The news conference was called by a coalition of groups, including the Religious Coalition for Abortion Rights, to which 13 Jewish organizations belong.

It featured Sens. Barbara Boxer (D-Calif.), Dianne Feinstein (D-Calif.), Barbara Mikulski (D-Md.), Carol Moseley-Braun (D-III.) and Patty Murray (D-Wash.). Mikulski, Murray and Feinstein serve on the Appropriations Committee.

“The press conference was about the fact that even though abortion is a legal health service in this country, there is a two-tier system,” said Sammie Moshenberg, Washington representative for the National Council of Jewish Women, which belongs to the Religious Coalition.

She said that poor women and some others are “essentially barred from having this legal procedure because the funding has been cut off.”

‘A LONG WAY TO GO’

Mark Pelavin, Washington representative for the American Jewish Congress, which also belongs to the coalition, said his group is in complete accord with the five senators and that Robert Lifton, the group’s president, had sent a letter to the Senate Appropriations Committee urging that the restrictive language be dropped.

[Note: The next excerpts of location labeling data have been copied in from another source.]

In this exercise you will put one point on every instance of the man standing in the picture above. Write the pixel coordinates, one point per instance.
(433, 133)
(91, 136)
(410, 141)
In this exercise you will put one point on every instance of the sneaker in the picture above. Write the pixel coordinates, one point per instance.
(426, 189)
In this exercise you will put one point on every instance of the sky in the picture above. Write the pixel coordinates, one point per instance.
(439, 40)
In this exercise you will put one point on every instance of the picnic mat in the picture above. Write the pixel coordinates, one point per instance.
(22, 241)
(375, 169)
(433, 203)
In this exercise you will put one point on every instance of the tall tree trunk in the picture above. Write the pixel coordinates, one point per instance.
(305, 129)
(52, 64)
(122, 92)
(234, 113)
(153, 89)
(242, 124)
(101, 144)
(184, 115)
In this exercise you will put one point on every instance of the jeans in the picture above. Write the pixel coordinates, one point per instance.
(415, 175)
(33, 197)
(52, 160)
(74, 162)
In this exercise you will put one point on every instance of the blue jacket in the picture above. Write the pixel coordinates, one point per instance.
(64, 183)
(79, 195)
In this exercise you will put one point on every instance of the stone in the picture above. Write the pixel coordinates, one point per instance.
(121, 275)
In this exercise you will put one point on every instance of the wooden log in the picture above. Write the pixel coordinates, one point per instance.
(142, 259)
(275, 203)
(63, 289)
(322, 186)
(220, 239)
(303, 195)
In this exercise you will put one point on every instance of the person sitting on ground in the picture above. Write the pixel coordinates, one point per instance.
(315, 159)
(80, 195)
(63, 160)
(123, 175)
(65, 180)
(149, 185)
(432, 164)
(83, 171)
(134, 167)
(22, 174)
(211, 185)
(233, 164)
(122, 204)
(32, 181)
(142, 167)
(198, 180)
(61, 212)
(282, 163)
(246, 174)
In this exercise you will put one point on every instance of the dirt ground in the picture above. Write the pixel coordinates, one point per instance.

“Funding issues are of paramount importance to women across the country. Otherwise, we provide poor women, federal employees and others with nothing but a hollow promise of a right” exercised by others, Pelavin said.

Ginsburg’s remarks on abortion were made in response to questioning from Sen. Hank Brown (R-Colo.).

She has written and spoken out on the abortion issue before and has criticized the sweeping nature of the high court’s landmark Roe vs. Wade ruling legalizing abortion. But her criticisms are seen as within the range of prochoice opinions.

Moshenberg praised Ginsburg but added that abortion rights supporters “have a long way to go, even with Ginsburg.”

And Pelavin said that one of the biggest abortion fights would probably emerge later this year, in the upcoming debate over whether abortions would be covered under the Clinton health care reform package.